En el catálogo que los artistas armaron para ocasión de los talleres abiertos (un pdf con imágenes de las obras exhibidas y sus respectivos valores), la página que le tocaba a Nico Lillo quedó en blanco. La exaltación moral del gesto no me interesa, pero sí el movimiento reptante y sigiloso de un artista que se aleja de la nube negra de la gestión cultural como el ganado que se amucha bajo un árbol cuando viene la tormenta, guiado por el instinto de supervivencia. Aunque conservo una cautela maníaca: el recordatorio de que Nico Lillo, como sus más ávidos colegas, alguna vez se sentó a llenar atentamente el formulario que le dio pase a la “comunidad ditelliana”.

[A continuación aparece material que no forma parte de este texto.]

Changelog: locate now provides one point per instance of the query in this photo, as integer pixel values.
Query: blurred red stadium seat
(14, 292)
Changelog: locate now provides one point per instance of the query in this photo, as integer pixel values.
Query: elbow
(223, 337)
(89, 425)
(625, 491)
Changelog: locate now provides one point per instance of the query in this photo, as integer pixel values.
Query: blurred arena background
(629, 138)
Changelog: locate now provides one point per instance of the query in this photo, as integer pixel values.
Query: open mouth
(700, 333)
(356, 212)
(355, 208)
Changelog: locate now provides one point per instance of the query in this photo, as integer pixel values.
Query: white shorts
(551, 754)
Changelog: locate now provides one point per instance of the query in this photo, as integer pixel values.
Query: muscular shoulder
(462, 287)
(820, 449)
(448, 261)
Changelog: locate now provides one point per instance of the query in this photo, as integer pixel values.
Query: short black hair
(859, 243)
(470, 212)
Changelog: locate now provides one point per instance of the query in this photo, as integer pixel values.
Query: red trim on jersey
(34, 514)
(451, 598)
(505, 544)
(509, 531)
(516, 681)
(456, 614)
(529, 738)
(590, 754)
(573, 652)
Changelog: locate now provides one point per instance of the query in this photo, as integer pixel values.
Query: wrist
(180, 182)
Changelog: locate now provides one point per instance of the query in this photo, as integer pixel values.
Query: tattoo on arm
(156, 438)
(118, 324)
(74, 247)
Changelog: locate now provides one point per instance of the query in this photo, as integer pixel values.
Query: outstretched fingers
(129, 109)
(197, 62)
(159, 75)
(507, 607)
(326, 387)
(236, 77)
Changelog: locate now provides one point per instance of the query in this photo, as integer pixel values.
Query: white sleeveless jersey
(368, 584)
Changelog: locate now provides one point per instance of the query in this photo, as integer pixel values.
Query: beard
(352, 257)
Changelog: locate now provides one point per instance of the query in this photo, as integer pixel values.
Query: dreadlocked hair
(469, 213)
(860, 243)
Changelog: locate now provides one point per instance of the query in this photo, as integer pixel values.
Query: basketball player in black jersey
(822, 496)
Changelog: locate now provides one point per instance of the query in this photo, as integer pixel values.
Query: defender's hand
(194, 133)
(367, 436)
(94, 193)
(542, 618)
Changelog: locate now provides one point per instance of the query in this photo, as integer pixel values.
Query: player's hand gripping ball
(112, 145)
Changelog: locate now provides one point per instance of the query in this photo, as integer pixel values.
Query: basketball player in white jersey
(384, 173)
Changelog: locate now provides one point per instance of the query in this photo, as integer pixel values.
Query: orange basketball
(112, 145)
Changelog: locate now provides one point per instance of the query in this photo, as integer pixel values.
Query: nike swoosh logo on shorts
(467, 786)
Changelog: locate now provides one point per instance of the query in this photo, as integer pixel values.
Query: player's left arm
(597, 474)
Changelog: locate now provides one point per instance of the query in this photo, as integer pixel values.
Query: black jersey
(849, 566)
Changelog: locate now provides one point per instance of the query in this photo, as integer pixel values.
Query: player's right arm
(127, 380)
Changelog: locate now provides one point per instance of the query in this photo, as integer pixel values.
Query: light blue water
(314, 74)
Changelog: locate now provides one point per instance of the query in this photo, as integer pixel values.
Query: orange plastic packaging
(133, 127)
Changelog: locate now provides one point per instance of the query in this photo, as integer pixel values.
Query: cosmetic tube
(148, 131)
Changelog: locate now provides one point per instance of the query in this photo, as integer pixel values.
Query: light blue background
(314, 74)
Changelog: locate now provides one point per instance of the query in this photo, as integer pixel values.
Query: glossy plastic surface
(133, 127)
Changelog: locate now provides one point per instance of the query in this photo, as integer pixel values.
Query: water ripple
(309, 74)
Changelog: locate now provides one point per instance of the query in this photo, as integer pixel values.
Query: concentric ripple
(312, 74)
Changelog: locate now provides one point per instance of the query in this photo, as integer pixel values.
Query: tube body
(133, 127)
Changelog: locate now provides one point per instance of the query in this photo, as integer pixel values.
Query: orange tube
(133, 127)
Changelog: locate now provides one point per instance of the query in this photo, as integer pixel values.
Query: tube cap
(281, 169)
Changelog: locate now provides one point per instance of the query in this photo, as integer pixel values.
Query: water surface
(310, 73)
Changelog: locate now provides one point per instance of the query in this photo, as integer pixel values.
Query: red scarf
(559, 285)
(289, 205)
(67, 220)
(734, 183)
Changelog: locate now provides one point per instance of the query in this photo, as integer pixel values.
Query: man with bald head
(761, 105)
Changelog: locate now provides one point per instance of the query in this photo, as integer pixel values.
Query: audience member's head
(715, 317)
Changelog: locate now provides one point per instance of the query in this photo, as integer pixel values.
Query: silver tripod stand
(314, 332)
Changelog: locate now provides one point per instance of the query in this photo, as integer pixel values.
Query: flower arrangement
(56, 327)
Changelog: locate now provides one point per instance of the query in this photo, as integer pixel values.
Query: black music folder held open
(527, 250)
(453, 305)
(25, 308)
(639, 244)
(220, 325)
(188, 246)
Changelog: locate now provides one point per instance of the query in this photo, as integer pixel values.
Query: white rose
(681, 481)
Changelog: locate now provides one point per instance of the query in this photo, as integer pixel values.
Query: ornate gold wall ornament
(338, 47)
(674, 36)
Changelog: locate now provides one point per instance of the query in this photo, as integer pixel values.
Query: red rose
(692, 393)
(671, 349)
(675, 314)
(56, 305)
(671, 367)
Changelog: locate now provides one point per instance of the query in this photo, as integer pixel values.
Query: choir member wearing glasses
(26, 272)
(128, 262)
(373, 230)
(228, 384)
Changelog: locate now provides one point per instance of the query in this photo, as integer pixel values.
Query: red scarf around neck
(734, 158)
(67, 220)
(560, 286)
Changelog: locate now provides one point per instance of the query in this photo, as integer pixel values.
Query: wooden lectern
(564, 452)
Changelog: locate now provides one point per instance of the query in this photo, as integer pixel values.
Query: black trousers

En instagram la institución con apellido muestra artistas enclaustrados como princesas en una torre sin ventilación; empresariales, sofisticados, definiendo los destinos del mundo. Mientras tanto, sucede un tráfico clandestino que va por abajo de esa profesionalización, de la vanguardia previsora, de los cañones que apuntan a los mercados del primer mundo. Es el ritmo errático de ver qué pasa con una obra que se va sin dejar nada, que no se puede vender porque nadie le puso precio.